4 things Boxing taught me about myself


“I’ve little or no interest in combat sports. I want to love, not hurt people,” said a much younger and poorly informed me.

Since then I’ve talked about, followed and even interviewed a few big-ish name fighters from George Groves to my mate Paddy Blight who tours MMA under-cards around Britain and Ireland

The idea that boxing is a thuggish sport isn’t far off the mark, but one undoubtedly held by those who haven’t felt and tasted the demands the sports training puts on an athlete.

“The fatigue in my shoulders from hitting pads got me thinking, am I even fit?”

A few sessions in and I began to see the light.

Focus under fatigue…

Powering through a HIIT session, it’s easy to lose technique as you get tired. This is harder to do in Boxing.

When punches go soft and guards drop there’ll likely be a sharp shock to the nose that’ll surely wake you up ;).

Focusing through every movement when you’re Chin Strapped maximizes the mind | body development you’ll take from each session.

No surprise to see hard-ass UFC fighters plastering photos of yoga sessions on Instagram.


Screenshot 2017-07-05 10.17.21.png
Connor McGregor also trains regularly with movement guru Ido Portal

Am I even fit? 

Blasting though my CrossFit AMRAPs and HIIT sessions in Gymbox is the norm for me. I push hard but I know exactly what my capabilities are and what buttons to press.

But three minute rounds in a boxing ring hit me like a steam train and before long I was completely gassed.

The fatigue in my shoulders from hitting pads got me thinking, am I even fit? Any strength and endurance I thought I had seemed to go out the window. It’s a proper fitness test!

Coordination Coordination Coordination

This harks back to the first point about keeping your guard up when you’re wrecked (literally and metaphorically).

The complexities of movements are uncanny.

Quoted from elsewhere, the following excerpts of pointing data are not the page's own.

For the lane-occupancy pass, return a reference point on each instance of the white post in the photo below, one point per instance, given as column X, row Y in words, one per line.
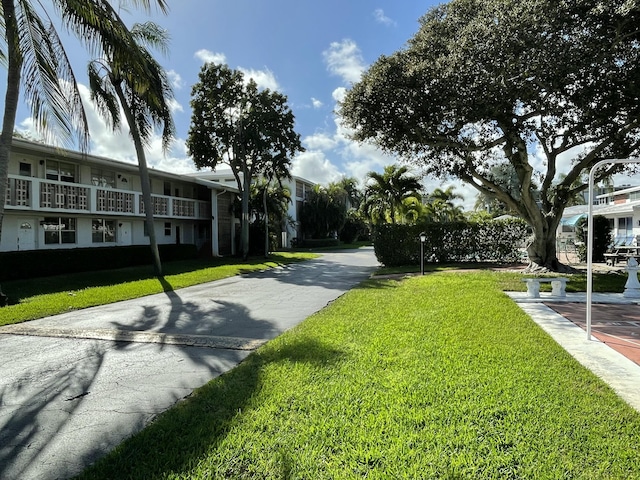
column 590, row 234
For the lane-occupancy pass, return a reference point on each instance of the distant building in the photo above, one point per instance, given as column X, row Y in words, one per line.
column 299, row 188
column 59, row 198
column 621, row 207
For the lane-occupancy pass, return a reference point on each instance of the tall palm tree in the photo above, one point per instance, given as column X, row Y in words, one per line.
column 387, row 191
column 144, row 108
column 35, row 57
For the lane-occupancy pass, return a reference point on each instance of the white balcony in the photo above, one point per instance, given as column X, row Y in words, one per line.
column 47, row 196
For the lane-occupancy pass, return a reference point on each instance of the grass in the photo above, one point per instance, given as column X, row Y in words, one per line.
column 36, row 298
column 435, row 376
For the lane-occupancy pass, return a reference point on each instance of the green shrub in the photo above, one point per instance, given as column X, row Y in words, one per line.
column 484, row 241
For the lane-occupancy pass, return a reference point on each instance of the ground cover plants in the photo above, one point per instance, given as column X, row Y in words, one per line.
column 435, row 376
column 36, row 298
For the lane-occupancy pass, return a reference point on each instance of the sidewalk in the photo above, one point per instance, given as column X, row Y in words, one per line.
column 612, row 353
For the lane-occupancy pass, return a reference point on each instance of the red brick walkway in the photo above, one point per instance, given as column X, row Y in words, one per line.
column 616, row 325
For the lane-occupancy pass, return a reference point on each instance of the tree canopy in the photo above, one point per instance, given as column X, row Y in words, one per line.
column 541, row 85
column 235, row 123
column 34, row 56
column 145, row 109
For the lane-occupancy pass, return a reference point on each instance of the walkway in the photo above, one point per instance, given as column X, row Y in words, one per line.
column 613, row 352
column 73, row 386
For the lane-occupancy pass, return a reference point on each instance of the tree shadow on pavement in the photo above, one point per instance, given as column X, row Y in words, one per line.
column 182, row 436
column 37, row 406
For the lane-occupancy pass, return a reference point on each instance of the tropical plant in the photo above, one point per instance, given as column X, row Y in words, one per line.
column 386, row 193
column 322, row 213
column 233, row 122
column 35, row 58
column 486, row 83
column 268, row 205
column 440, row 206
column 112, row 87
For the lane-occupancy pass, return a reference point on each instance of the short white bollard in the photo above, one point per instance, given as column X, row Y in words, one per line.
column 632, row 287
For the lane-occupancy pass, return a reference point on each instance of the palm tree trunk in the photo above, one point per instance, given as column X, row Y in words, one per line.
column 11, row 99
column 266, row 221
column 144, row 180
column 244, row 232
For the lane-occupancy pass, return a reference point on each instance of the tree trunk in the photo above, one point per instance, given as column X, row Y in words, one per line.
column 12, row 94
column 543, row 254
column 266, row 222
column 144, row 181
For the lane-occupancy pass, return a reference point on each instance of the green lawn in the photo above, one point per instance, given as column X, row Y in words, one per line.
column 435, row 376
column 36, row 298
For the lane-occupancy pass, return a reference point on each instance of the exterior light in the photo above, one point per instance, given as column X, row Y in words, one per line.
column 423, row 238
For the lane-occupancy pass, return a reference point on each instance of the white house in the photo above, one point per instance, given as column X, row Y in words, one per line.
column 299, row 188
column 621, row 207
column 59, row 198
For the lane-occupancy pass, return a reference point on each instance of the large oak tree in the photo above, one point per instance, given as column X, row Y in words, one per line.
column 549, row 87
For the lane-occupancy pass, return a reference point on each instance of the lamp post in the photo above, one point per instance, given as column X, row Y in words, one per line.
column 423, row 238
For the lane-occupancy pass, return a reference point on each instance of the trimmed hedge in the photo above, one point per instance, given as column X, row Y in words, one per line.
column 43, row 263
column 498, row 241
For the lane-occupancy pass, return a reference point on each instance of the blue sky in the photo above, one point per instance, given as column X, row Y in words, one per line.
column 309, row 50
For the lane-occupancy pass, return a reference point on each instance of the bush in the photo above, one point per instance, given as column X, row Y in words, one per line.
column 484, row 241
column 601, row 238
column 44, row 263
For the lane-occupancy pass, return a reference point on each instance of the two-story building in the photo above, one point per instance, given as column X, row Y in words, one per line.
column 59, row 198
column 621, row 207
column 297, row 186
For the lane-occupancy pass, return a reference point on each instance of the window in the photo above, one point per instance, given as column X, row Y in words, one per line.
column 24, row 169
column 61, row 171
column 103, row 178
column 103, row 231
column 59, row 230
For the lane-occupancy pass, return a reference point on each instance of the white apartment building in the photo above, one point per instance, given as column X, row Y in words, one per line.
column 299, row 188
column 59, row 198
column 621, row 207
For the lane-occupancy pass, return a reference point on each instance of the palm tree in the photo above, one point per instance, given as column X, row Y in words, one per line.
column 35, row 57
column 440, row 205
column 386, row 194
column 144, row 108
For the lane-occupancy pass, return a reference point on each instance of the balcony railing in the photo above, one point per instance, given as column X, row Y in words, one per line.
column 39, row 194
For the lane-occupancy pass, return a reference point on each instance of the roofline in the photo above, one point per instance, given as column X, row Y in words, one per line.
column 52, row 150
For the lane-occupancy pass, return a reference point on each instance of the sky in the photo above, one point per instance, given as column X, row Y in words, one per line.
column 311, row 51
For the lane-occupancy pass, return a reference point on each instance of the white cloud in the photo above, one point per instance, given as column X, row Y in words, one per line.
column 210, row 57
column 380, row 17
column 344, row 59
column 264, row 78
column 313, row 165
column 175, row 79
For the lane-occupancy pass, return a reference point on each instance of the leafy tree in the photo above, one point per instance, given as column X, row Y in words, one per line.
column 144, row 108
column 34, row 56
column 486, row 83
column 234, row 123
column 386, row 193
column 322, row 213
column 268, row 205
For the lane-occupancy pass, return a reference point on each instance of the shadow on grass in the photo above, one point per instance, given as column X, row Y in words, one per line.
column 181, row 437
column 19, row 289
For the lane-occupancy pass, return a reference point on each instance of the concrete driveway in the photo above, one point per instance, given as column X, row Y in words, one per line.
column 73, row 386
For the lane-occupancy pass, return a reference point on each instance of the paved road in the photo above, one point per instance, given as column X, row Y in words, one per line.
column 75, row 385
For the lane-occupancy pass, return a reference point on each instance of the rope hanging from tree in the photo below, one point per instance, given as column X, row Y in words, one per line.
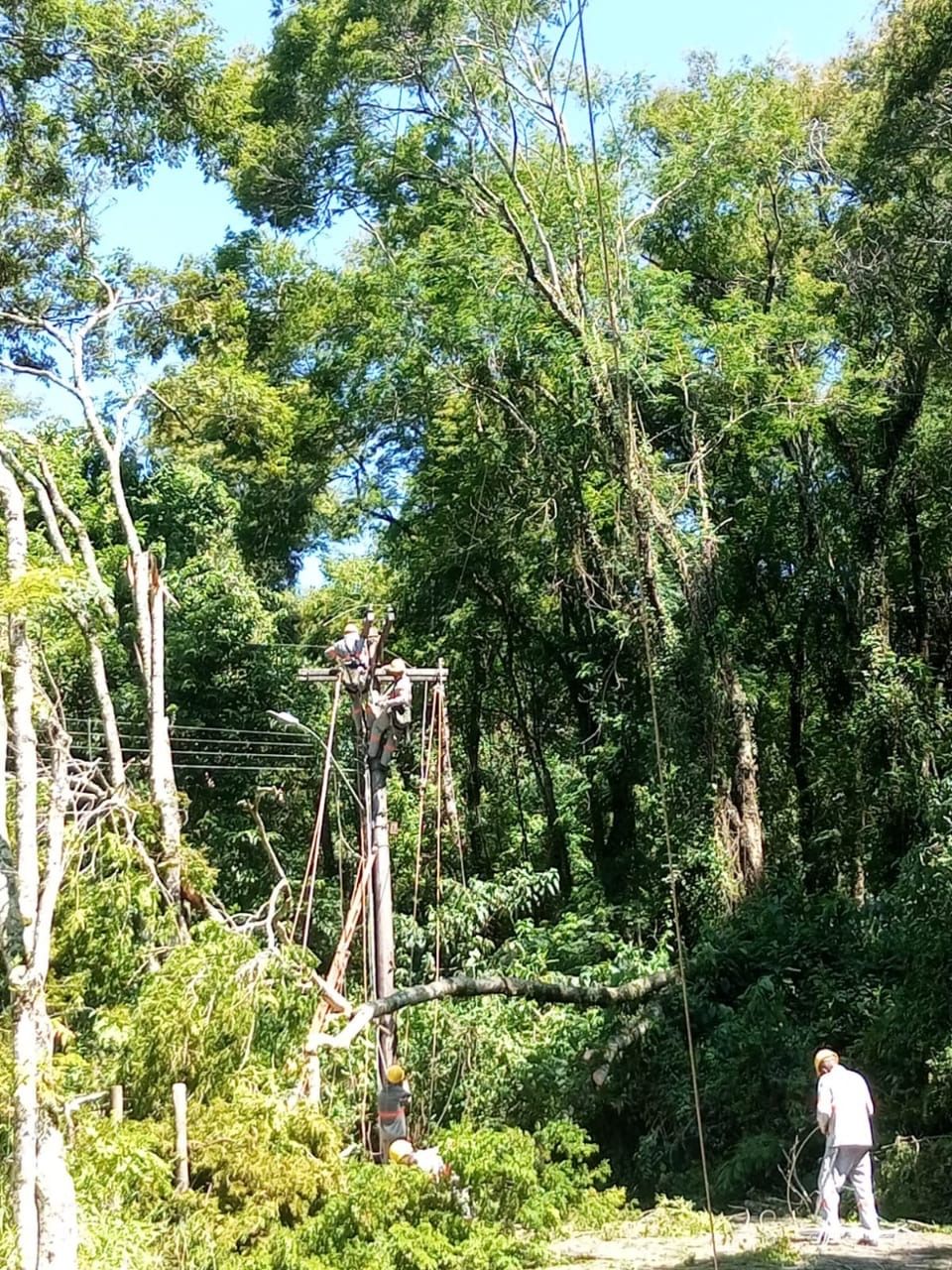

Hip movements using your entire body for maximum power, taking the momentum from a defensive block to go seamlessly into an offensive combo, and footwork to glide around the ring picking holes in your opponents defense.

Every limb and plane of movement has to work in tandem, and I’m a long way from cracking it in this case.

Imbalances are rife

As with anything your body isn’t used to, it’s hard to be really prepared. That’s why its recommended to switch up your training ever four to six weeks to avoid plateau.

Boxing – as it happens – leaves no hiding place for any body part, it’s not long before weaker muscle groups start having serious words with their owner.

My shoulders aren’t as strong and durable as I thought, my calves and feet muscles seem to spend most of the time half asleep, and my core feels non-existent.

Boxing, and by extension all combat sports demand a level of fitness and cognitive skill simply unparalleled in other disciplines.

MMA fighters recently replaced gymnasts as the fitness all round athletes.

But since the vast majority of us don’t fancy going bare-knuckle in an octagon, or doing back flips off a beam, I’d recommend Boxing as one of THEE ways to get fit.